Electrons

Electrons are an interesting particle because the smallest particle in existence (excluding branes and strings), yet they are very common, you will find at least one in each atom, and plenty more ‘Free’ electrons in many electrical appliances.

The Atoms Electron

The atom has a nucleus and a swarm of electrons, the swarm of electrons being the most important part. Without these electrons, atoms would not couple to molecules, and molecules would not couple into particles, this is because electrons have a magnetic pull that drags them, and whatever they are attached to into a certain ‘Orbit’ around other particles.

They also have another feature caused by their magnetic pulls, they stop atoms going through each other! If no electrons existed, everything would be a mess of protons and neutrons just binding together to the critical density, and everything would collapse into a black hole.

The Static Electricity

Electrons can be stored and moved, for example, if you have fleece socks and you slide across the fluffy carpet, it will create so much electricity (a mass flow of electrons) to the point that you can power a neon bulb for a split second! This is because the friction on that high electron material will interchange the electrons into your body from the carpet, and create some on the fly as well. The electricity created will build up, and when you touch a conductive object (metal doorknob) it will all flow out, if there is enough, it will jump through the air and create photons from the excited electrons in the atoms as it passes, creating an arc, also known as mini lightning.

How Electricity Works

Electricity, if not being looked at on the subatomic scale, can be imagined as water, it will flow from high to low (in reality, the electron is a negative charge, so it will flow from negative to positive), and light bulbs can be imagined as a converter, that converts the water into light and heat.

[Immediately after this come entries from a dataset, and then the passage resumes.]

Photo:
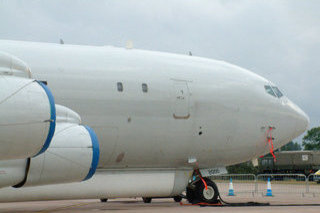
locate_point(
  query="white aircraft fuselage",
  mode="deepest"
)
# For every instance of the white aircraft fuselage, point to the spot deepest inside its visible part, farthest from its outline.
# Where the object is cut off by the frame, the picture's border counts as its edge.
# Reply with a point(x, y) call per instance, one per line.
point(154, 110)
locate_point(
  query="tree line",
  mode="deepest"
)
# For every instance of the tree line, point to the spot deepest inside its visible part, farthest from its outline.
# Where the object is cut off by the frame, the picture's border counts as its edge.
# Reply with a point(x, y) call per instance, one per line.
point(311, 141)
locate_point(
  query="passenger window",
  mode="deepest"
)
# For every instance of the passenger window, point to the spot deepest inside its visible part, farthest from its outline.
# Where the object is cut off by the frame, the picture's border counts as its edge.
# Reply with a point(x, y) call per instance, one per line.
point(277, 91)
point(144, 87)
point(269, 90)
point(120, 86)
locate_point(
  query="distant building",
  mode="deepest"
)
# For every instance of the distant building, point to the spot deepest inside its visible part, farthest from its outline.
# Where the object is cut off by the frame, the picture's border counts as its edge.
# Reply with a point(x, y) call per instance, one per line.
point(303, 162)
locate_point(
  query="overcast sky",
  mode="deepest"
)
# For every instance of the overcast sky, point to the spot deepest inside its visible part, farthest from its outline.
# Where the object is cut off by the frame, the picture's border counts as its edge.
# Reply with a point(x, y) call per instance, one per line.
point(279, 40)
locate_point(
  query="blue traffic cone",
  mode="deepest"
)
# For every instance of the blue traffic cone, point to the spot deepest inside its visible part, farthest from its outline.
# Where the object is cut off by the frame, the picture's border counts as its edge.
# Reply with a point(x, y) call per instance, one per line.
point(269, 190)
point(231, 191)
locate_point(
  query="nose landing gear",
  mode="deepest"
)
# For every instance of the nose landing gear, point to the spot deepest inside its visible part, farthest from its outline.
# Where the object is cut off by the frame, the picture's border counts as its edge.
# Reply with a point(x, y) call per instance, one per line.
point(202, 190)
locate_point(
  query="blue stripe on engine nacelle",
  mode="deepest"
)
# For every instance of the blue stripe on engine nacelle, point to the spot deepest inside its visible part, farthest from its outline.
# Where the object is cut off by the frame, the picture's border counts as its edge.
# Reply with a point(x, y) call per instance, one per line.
point(52, 118)
point(95, 153)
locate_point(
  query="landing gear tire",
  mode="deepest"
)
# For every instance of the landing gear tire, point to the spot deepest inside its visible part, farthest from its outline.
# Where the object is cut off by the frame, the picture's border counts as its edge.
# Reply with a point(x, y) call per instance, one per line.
point(177, 198)
point(104, 200)
point(198, 192)
point(147, 199)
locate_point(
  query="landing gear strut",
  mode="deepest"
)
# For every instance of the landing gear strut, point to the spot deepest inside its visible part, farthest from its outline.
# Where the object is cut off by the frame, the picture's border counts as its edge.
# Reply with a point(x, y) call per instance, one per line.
point(104, 200)
point(198, 192)
point(147, 199)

If you hook up a battery (storage device for massive amounts of electrons) to a circuit and a light bulb, it will glow, and if you snip the wire, electrons will not flood over the table and try to zap you, don’t worry, because they will have nowhere to go, so they will flow back into the battery, although, for pranks it would be quite funny for a drip of electrons to fall on someone.

Computers work via manipulating electrons to turn switches on and off, and in some interesting ways, the digits will change data, do computations and other interesting things, not even i know exactly how a CPU works, for it is too complex for anyone to understand.

How Small Is An Electron?

To get how big an electron is, we will have to go in steps, because it is one of the smallest things in the universe. First, we will look at the size of an atom, so, imagine an earth that is hollow on the inside, then, fill the earth with oranges, already, that is a lot of oranges, then, you would shrink that earth full of oranges to the size of an orange, then, each orange inside would be the size of an atom.

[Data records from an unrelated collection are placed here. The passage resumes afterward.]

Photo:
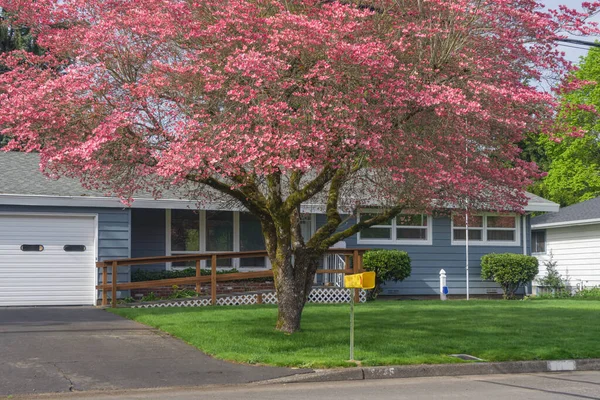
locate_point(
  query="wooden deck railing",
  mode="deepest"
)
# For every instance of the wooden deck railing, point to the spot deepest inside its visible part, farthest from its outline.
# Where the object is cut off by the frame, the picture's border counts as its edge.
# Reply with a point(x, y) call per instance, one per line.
point(352, 257)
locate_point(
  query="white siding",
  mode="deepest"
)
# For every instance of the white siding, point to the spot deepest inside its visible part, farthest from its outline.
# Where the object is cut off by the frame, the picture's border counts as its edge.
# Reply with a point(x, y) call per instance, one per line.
point(52, 276)
point(576, 249)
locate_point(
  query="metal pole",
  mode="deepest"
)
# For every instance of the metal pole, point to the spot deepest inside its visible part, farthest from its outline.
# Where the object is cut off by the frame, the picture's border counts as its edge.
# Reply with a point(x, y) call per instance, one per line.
point(467, 247)
point(351, 293)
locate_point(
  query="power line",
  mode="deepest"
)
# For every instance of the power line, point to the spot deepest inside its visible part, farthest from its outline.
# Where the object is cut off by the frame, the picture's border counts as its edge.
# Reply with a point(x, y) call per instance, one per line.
point(579, 42)
point(574, 47)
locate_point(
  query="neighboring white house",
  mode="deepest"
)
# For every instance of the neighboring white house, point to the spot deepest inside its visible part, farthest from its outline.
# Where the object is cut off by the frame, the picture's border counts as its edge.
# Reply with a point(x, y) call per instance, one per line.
point(572, 237)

Next, we will get that atom and make it the size of the earth again, then, you can hide a blueberry seed (Yes, a blueberry seed) inside that world sized atom, then shrink it to the size of an orange (wow), then fill a world sized container with those orange sized atoms, and then shrink that world to the size of an orange, each blueberry seed in each atom is the size of the nucleus, the core of protons and neutrons, that blueberry seed would have about 10 protons and 10 neutrons.

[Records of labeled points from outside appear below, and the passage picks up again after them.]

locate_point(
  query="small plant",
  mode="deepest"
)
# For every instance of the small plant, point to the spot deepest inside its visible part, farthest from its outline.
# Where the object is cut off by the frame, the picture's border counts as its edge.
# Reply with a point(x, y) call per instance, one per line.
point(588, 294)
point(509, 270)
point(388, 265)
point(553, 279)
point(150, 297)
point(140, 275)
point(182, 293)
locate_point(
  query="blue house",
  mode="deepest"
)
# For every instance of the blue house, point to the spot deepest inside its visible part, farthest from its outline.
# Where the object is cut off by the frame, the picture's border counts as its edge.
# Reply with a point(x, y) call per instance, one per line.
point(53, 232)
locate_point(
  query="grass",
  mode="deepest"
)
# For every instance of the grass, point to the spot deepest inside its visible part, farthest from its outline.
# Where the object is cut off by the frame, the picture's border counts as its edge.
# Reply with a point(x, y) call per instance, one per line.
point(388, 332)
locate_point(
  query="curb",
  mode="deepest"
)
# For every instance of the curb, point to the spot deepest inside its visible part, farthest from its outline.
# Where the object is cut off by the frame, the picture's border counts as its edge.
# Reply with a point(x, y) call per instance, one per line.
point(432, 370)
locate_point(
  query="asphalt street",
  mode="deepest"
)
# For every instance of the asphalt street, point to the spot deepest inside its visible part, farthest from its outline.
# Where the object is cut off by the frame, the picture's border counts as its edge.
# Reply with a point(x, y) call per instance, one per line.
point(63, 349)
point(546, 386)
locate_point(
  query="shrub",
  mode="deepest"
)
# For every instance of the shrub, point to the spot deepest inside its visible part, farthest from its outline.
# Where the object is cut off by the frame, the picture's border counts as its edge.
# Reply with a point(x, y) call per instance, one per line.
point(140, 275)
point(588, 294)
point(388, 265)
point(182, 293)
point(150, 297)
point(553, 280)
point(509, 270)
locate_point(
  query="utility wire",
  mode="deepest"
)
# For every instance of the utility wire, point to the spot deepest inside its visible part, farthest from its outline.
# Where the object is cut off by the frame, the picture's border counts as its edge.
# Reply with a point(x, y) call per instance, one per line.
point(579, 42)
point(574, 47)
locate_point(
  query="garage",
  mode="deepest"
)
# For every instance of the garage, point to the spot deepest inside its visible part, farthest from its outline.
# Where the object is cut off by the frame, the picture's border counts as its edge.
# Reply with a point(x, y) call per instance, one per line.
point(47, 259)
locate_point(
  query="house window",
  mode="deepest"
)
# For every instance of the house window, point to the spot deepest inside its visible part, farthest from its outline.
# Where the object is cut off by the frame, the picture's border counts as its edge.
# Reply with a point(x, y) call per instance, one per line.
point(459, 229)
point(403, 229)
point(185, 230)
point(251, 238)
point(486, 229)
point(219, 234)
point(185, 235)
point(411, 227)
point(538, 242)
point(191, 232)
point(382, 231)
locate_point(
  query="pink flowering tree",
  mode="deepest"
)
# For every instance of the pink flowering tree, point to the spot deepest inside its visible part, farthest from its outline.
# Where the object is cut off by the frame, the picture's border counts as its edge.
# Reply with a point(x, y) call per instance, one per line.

Get that nucleus and extract a proton from it, then extract the three quarks and the three gluons from that proton. Now that you have the size of a quark, shrink that quark by x10 and that will give you the size of a single electron! Now that is a small particle, in fact, it is made of a vibrating string (that is infinitely thin), and at times, an infinitely flat Brane (2d plane is a D-Brane, this is the one i am talking about).